Você passou por mim no meio daquele monte de gente, cerveja e música nas alturas. Mesmo com todas as distrações presentes, como um ímã meus olhos te seguiam. Sedentos por um pedaço seu, cada vez que a gente se aproximava, meu frio no estômago dizia que a minha fome era outra. Sua mão na minha nuca me fazia ter certeza que eu não era a única ali pronta pra perder a cabeça. Perdemos um pouco mais do que isso.

No dia seguinte, já sóbrios, uma sensação aterrorizante tomou conta de mim. Fingi normalidade até você ir embora daqui de casa. No minuto que você bateu a porta eu entendi que aquela era a sensação que eu vinha há algum tempo tentando evitar: sentir algo tão bom e vê-lo sair pela porta. Será que ele volta? Será que isso é real? E você voltou. E foi real.

Foi tão real que nos isolamos na nossa realidade, vivendo de forma intensa e profunda toda a experiência que é conhecer cada pedacinho de alguém. Quando a nossa realidade se chocou com a vida cotidiana o inevitável aconteceu. Duas pessoas, com uma boa bagagem emocional, machucadas, desconfiadas. Você por não querer arriscar ser feliz, eu por medo de ser e perder. Se nossos terapeutas conversassem talvez tivessem nos alertado da cagada iminente.

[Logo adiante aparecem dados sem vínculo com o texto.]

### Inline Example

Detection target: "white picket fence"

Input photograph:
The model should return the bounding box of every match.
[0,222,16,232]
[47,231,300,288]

Fomos embora, buscamos caminhos diferentes, seguimos nossos rumos. E sempre voltamos a nos esbarrar. Talvez seja a nossa química, o seu sorriso, a minha gargalhada, o nosso abraço, o seu ombro que me consola, a minha nuca que encaixa perfeitamente na sua mão, as nossas conversas, ou até os nossos dias desastrosos que viram piada. Não sei. A gente sempre volta.
Mas eu quis fazer diferente dessa vez. Decidi não prolongar mais minha agonia de não te ter e me distanciei.

O silêncio se fez. E é ensurdecedor.